Birleşik Taşımacılık Sendikası: “Mühendislik hatası var”
KESK’e bağlı Birleşik Taşımacılık Çalışanları Sendikası, kazanın sorumluluğunu aşırı yağışa yüklemenin doğru olmadığı görüşünü savunuyor.
Amerika’nın Sesi’ne değerlendirmelerde bulunan BTS İstanbul 1 No’lu Şube Başkanı Ersin Albuz, “Menfezleri ve zemini yağış rejimi dikkate alarak yapmak gerekiyor. Olağanüstü bir yağmur durumunda rayların altındaki malzeme ve platformun buna dayanıklı olması lazım. Açık ki burada bir mühendislik hatası var. Şimdi makinistler ifade çağrılarak bu kazanın sorumluluğu personel üzerine yıkmak istiyor olabilirler. Ama kim ki o hattaki ihale şartnamesini imzalamış, her kim ki standartlara uygun yapmamış kim ki o kontrolü ve denetimi yapmamış, esas sorumlular bunlar” dedi.

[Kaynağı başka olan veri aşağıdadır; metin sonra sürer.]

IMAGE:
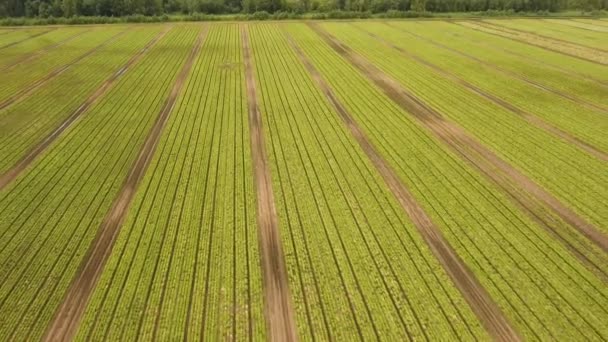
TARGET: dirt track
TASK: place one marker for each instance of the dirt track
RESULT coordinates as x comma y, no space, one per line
65,322
42,51
480,301
280,318
19,95
509,73
22,164
507,28
524,192
565,49
28,38
531,118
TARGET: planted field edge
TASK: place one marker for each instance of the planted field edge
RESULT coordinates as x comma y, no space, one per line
529,117
41,52
508,72
581,46
560,51
477,297
471,151
14,172
65,322
28,38
23,93
280,315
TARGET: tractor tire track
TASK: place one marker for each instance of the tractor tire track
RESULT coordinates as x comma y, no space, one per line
531,118
581,46
28,38
279,308
517,185
532,59
21,94
42,51
503,32
65,322
510,73
480,301
546,222
22,164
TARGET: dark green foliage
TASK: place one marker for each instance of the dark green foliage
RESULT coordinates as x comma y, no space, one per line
52,10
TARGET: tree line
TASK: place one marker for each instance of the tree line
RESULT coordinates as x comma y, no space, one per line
121,8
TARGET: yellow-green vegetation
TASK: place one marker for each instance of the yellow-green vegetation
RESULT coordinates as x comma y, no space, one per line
408,180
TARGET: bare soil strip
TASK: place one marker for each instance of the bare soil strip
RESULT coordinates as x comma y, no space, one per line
581,46
535,59
42,51
280,317
564,49
65,322
531,118
509,73
40,82
523,191
480,301
11,174
28,38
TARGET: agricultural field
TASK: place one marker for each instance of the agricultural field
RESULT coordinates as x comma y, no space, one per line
311,180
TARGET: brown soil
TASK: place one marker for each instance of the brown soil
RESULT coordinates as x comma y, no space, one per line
531,118
544,220
65,322
42,51
480,301
509,73
279,308
28,38
534,59
21,94
523,191
557,47
531,33
22,164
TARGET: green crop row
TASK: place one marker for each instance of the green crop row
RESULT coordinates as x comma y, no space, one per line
186,263
26,123
539,285
589,125
480,46
566,48
19,79
590,25
596,23
16,53
542,59
553,29
356,265
51,214
16,37
576,178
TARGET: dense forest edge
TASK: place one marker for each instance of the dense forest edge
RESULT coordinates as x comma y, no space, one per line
77,12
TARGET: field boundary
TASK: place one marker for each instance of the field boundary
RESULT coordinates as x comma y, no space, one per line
488,312
41,52
523,191
581,46
280,317
531,118
67,317
508,73
28,38
505,31
21,94
14,172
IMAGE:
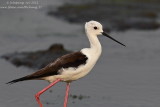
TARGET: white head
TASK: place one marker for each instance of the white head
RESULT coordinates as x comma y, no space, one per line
94,28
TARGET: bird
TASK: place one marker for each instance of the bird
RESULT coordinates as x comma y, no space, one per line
72,66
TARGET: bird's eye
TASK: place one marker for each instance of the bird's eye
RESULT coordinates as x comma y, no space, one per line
95,28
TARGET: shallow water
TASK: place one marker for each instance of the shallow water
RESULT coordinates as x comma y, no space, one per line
123,77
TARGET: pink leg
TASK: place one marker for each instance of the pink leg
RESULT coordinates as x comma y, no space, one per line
42,91
66,96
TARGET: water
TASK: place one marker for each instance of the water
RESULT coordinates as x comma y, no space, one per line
123,77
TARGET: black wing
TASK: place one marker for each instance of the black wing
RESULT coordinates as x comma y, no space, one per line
74,59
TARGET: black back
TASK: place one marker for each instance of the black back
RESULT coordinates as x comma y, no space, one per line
74,59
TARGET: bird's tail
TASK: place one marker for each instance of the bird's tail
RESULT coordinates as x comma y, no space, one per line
18,80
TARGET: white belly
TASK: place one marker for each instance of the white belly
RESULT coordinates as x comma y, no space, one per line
71,74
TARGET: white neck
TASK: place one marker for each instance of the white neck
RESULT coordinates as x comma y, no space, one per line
95,45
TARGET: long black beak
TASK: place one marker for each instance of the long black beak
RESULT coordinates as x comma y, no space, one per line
105,34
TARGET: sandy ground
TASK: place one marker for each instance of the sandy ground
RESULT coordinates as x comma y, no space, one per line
123,77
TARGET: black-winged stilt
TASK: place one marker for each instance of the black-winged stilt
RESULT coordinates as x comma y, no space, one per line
72,66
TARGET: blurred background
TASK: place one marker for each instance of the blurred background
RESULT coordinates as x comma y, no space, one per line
33,36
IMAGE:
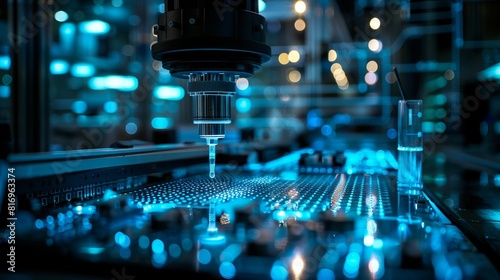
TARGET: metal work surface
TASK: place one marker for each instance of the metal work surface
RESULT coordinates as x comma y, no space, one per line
345,223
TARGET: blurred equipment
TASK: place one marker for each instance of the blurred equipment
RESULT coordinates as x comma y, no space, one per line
212,44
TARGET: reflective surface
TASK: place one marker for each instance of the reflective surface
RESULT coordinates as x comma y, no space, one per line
285,222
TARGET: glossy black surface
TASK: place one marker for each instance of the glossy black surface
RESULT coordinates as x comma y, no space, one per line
270,223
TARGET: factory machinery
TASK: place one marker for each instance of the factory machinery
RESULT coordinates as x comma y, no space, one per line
264,211
154,211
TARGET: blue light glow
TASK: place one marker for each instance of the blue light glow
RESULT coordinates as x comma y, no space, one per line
174,250
326,130
227,270
5,62
4,91
157,246
67,29
169,92
230,253
314,119
79,107
243,105
59,67
125,253
378,243
122,239
351,265
161,123
39,224
342,119
204,256
325,274
91,250
298,215
262,6
392,133
7,79
110,107
82,70
94,27
61,16
362,87
159,260
122,83
187,244
131,128
143,242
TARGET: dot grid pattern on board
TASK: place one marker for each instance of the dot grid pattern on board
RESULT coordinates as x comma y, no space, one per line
359,194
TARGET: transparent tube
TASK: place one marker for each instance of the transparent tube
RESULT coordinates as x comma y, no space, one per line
410,145
211,142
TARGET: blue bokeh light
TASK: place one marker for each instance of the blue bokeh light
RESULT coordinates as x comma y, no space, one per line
157,246
227,270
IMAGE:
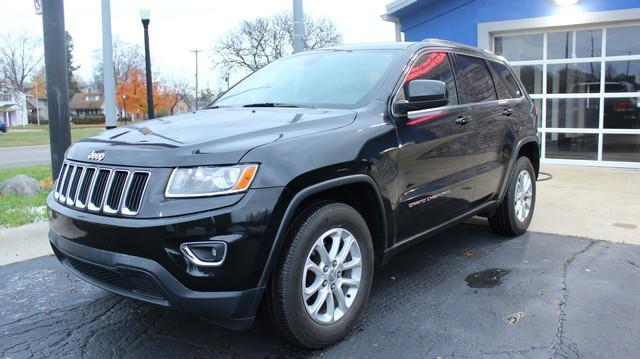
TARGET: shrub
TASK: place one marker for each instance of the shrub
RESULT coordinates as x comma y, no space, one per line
88,120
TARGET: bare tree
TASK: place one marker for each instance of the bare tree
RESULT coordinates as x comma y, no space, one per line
20,56
256,43
126,57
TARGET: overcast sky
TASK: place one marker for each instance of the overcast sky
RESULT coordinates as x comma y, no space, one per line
179,26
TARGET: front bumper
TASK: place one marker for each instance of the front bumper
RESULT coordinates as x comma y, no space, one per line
140,258
146,280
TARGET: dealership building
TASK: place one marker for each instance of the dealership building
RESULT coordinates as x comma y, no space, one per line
578,59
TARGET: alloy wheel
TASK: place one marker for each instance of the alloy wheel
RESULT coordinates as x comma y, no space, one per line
523,195
331,277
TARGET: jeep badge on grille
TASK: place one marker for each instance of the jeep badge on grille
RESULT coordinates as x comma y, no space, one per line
96,156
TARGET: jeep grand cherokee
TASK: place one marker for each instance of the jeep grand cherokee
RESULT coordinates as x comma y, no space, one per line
288,189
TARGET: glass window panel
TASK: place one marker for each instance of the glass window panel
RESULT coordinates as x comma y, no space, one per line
573,78
474,81
623,41
531,77
560,45
538,104
589,43
573,113
622,76
519,47
625,148
571,146
622,113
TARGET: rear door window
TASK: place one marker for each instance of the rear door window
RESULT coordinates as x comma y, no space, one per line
474,80
506,84
432,66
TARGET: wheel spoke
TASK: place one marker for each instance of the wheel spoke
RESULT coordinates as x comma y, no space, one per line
322,297
354,262
310,290
350,282
344,252
325,296
335,244
312,267
322,251
331,306
341,301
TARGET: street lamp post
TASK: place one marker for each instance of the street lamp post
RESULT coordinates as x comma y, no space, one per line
144,17
124,109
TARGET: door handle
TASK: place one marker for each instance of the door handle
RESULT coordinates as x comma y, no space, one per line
462,120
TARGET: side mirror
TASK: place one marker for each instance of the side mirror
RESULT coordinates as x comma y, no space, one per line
422,95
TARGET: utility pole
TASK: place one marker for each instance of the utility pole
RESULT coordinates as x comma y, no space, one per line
37,106
55,60
196,52
109,81
298,26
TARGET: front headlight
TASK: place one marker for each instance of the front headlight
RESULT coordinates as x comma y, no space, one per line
210,180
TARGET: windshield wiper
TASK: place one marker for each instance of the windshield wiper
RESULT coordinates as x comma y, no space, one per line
273,104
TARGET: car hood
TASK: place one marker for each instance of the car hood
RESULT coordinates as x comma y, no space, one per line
214,136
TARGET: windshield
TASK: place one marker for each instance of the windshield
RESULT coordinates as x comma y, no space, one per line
318,79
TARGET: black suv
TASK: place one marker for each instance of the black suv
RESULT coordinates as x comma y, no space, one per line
288,190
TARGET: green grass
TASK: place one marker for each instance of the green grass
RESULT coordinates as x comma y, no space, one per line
19,210
34,135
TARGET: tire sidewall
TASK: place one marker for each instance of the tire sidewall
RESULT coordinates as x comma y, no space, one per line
522,164
340,216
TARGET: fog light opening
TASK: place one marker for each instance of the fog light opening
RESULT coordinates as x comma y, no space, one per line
204,254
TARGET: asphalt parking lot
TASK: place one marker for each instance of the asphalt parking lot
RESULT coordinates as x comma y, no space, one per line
544,296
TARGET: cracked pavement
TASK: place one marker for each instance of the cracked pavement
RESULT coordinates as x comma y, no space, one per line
563,297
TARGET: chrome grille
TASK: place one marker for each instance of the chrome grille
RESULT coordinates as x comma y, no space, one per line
101,189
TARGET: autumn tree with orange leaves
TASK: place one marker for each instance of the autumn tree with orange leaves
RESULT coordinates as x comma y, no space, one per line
166,95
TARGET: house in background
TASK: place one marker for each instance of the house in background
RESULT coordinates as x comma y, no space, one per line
37,107
86,104
578,59
13,108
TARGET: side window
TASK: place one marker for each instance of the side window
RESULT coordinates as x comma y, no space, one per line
505,82
432,66
474,80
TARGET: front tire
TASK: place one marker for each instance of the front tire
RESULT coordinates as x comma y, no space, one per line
514,215
322,282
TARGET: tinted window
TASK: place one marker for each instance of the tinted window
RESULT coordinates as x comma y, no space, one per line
506,84
474,81
432,66
323,78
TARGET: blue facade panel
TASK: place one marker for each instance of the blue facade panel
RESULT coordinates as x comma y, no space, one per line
457,20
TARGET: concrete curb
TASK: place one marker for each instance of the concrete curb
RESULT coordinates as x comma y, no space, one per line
24,242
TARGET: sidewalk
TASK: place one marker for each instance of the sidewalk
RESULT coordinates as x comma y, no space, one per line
595,203
590,202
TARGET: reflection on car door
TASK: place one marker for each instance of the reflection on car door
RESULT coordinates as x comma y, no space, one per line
490,122
435,165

Taşeronlaşma ve liyakat sorunu kazaya davetiye mi çıkardı?
2017 yılının Ocak ayından bu yana kazanın meydana geldiği bölgeden sorumlu olan 1. Bölge Yol Bakım Müdürlüğü’ne mühendis kökenli bir müdür atanmış olduğunu kamuoyuna duyurduklarını TCDD’de yeniden yapılanma adı altında ‘yandaş kadro’ ataması yapılarak yolcularının güvenliğinin tehlikeye atıldığı uyarısı yaptıklarını söyleyen BRS yöneticisi Elbuz, liyakat dışı atamayı yapan TCDD Genel Müdürü’nü de kazanın sorumluları arasında işaret etti.

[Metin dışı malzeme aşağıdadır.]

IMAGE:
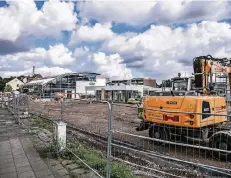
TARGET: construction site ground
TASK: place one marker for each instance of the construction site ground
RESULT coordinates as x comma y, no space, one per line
93,117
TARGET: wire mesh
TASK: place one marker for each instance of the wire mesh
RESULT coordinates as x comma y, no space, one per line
162,146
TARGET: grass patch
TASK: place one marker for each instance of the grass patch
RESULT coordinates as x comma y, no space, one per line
94,158
42,123
97,161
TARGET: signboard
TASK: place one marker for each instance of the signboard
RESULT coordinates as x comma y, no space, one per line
218,69
91,83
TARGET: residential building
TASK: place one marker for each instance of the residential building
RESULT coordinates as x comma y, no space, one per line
15,84
72,84
122,90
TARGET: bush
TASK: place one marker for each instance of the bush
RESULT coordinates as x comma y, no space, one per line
8,88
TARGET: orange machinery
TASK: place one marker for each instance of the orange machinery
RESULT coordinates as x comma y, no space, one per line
199,115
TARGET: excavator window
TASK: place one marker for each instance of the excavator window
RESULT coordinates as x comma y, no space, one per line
180,85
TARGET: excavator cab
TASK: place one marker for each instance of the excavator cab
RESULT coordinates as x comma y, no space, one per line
183,84
174,114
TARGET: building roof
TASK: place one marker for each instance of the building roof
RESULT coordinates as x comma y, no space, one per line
44,81
14,79
40,82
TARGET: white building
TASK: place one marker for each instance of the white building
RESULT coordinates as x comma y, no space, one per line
122,90
15,84
72,84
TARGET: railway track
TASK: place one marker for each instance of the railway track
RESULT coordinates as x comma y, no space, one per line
138,154
146,156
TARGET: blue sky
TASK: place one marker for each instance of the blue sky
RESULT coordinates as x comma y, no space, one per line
118,39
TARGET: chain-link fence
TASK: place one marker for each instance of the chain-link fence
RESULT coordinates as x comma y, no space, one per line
104,137
172,149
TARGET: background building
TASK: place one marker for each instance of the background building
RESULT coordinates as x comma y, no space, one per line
72,84
122,90
15,84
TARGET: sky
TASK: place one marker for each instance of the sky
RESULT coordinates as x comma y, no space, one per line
118,39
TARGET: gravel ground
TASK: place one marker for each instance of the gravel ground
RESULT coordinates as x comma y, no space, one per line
94,117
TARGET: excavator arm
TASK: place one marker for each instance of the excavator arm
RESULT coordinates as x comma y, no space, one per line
204,68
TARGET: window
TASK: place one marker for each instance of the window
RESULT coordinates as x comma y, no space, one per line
180,85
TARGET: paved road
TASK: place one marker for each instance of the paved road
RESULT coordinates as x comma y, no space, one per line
18,157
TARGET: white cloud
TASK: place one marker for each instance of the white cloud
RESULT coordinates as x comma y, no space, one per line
82,51
144,12
22,18
57,55
111,66
60,55
98,32
162,51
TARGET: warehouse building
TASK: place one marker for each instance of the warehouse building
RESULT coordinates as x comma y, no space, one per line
122,90
71,84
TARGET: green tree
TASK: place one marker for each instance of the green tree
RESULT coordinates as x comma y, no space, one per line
8,88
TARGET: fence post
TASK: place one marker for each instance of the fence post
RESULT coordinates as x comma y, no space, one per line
61,109
108,173
60,135
17,109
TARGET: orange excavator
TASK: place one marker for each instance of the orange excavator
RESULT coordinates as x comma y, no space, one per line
198,116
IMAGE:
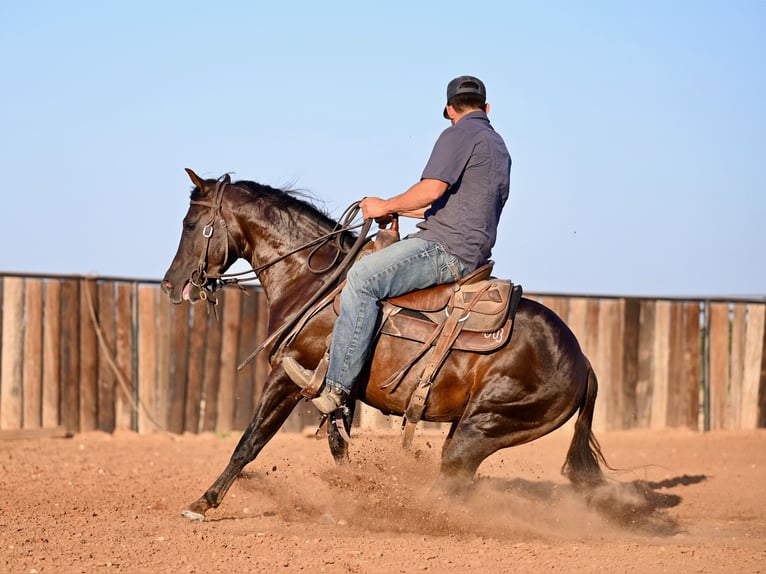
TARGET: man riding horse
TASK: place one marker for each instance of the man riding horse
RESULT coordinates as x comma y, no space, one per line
460,197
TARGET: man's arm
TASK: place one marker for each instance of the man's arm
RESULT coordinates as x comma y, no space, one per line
412,203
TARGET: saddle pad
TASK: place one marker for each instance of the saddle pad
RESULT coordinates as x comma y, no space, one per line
416,329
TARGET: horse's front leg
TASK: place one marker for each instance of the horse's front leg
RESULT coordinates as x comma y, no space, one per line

Kaza sonrası kamuoyunda TCDD’deki yol bekçisi kadrosunun kaldırılmış olmasının da kazada rol oynadığı konuşuldu. Ersin Elbuz, yalnız yol bekçisi kadrosunun kaldırılmasının değil demiryollarındaki tamir ve bakımın da özelleştirilmiş olmasının altını çiziyor:
“Eskiden demiryolu hattının tamamını yaya olarak gezen yol bekçileri vardı. Belli bir mıntıka boyunca hat boyunca yürürlerdi. Anahtarlar var. Gevşeyen vidayı sıkarlardı. Bugün hala var olan yol çavuşunun da eskiden takımı vardı. Bunlar da yolun bakımın yapıyordu. Şimdi yol çavuşunun takımı yok. Bunlar özelleştirildi. Personel sayısı azaltıldı. Bu alımlar taşeronlaştırıldı. İhale usulü verilince taşeron ne yapıyor? Ne kadar az adamla ne kadar çok para kazanırım? Nereden eksiltirim, hangi malzemeden kısarım da para kazanırım buna bakıyor.”

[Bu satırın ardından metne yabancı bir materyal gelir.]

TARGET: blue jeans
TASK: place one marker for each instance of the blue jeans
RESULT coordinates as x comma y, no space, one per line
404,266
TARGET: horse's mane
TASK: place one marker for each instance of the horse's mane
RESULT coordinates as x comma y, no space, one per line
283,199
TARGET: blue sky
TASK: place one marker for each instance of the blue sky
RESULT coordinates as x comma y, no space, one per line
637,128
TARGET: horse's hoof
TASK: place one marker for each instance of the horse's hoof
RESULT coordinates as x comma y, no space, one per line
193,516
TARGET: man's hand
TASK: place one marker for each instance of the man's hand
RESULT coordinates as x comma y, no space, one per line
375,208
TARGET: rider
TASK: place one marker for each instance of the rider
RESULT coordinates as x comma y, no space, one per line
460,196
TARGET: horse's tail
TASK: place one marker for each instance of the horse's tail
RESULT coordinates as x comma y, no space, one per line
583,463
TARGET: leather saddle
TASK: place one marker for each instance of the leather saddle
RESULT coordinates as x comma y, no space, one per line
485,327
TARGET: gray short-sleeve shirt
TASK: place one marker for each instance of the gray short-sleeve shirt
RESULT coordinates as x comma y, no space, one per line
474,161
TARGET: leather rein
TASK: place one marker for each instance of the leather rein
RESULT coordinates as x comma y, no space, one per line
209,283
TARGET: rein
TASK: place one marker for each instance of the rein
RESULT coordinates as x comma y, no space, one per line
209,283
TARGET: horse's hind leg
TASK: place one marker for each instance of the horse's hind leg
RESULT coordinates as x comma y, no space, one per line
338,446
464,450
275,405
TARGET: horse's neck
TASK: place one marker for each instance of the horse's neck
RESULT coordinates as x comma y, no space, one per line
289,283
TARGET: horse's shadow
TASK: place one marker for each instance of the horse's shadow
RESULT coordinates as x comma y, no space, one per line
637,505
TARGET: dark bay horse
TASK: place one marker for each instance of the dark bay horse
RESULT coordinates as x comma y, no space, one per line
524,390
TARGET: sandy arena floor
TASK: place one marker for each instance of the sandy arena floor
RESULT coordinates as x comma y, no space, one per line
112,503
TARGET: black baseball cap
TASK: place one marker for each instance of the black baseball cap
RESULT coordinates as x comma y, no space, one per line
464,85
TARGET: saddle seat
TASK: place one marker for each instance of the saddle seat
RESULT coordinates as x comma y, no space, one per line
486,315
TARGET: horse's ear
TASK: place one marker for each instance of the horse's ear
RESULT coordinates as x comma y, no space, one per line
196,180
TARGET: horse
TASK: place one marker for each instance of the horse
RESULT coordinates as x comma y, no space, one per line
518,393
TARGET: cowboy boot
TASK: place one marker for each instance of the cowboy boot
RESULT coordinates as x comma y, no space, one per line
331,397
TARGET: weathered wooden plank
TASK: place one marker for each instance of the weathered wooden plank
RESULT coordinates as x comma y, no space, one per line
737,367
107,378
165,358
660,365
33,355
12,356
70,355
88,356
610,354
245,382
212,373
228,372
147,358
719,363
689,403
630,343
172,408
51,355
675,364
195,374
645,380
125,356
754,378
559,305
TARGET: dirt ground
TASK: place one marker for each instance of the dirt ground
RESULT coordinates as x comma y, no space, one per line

Bu arada Halkalı-Muratlı arasındaki hatta bakım yapılması için açılan ihalenin, 7 Haziran tarihinde onaylanmasına rağmen ödenek yetersizliği nedeniyle 20 Haziran’da iptal edildiği de ortaya çıktı.
CHP’li Tezcan: “Görünen görünmeyen tüm sorumluların ortaya çıkarılmasını bekliyoruz”
Cumhuriyet Halk Partisi kazayı siyasi tartışmayı dönüştürmeden soruşturmanın sonucunu bekleyecek.
CHP Parti Sözcüsü Bülent Tezcan, “Bu konunun ta ihale aşamasından başlamak üzere bütün teknik yönleriyle hiç kimse korunup kollanmadan incelenmesi gerekir. Takipçisi olacağımızdan kimsenin şüphesi olmasın. Teknik raporu bekleyeceğiz. Genel başkan yardımcımız Faik Öztrak başkanlığında bir heyetimiz süreci takip ediyor. Bu meselenin herhangi bir biçimde geçiştirilemeyeceğini, olayın arkasında görünenleri değil, görünmeyen bütün sorumluların da ayrıntılı olarak ortaya çıkarılmasını bekliyoruz” dedi.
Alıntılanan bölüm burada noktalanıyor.